Earth System Processes - Global Meeting (June 24-28, 2001)

Paper No. 0
Presentation Time: 3:40 PM

COUPLED DYNAMICS/CHEMISTRY DATA ASSIMILATION AND OZONE STUDIES


KHATTATOV, Boris1, LAMARQUE, Jean-Francois1, LYJAK, Lawrence, YUDIN, Valery1 and GILLE, John1, (1)ACD, NCAR, Boulder, CO 80307, boris@ucar.edu

In recent years several research groups have demonstrated that data assimilation techniques can be very successfully used for analysis of atmospheric chemical observations. Fundamentally, all data assimilation techniques use either variational or sequential technique. While both were proven to yield the same analysis under special conditions, we believe that the sequential approach might be more appropriate for some practical applications as it allows researches to gain additional insights through explicit computation and examination of (approximate) error covariances and biases. Proper analysis of these quantities helps to attend to concerns of "contaminating" data with "models" often arising when assimilation results are presented without corresponding statistical indicators of their value. Most research efforts conducted so far on assimilating observations of chemical composition of the atmosphere using the sequential approach fall into two categories.
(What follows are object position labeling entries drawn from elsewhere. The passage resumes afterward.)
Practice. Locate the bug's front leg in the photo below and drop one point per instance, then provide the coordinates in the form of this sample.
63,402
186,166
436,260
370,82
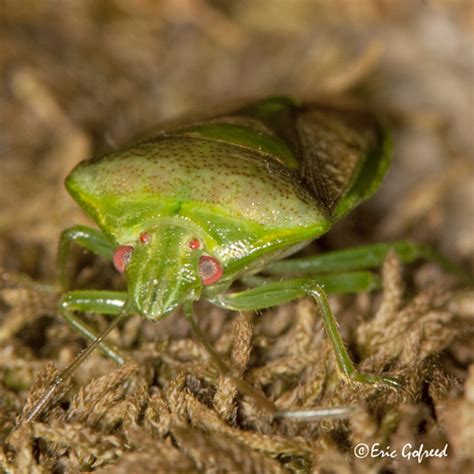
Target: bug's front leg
364,257
87,237
276,293
97,301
Research efforts in the first category concentrate on and attempt to take into account spatial correlations in distributions of atmospheric chemicals while ignoring the cross-species correlations. An advantage of this approach is that it can be used, albeit with some limitations, to fill in temporal and spatial gaps between sparse and irregular observations. Those in the second category focus on the cross-species correlation, usually in the Lagrangian framework, and largely ignore the spatial correlations. An advantage of this approach is that concentrations of some non-observed species can be constrained, at least to some extend, by the observed ones. We review selected results obtained with both approaches in studies of atmospheric chemistry and, particularly, ozone distribution and discuss development of a coupled three-dimensional data assimilation system that accounts for both spatial and cross-species correlations.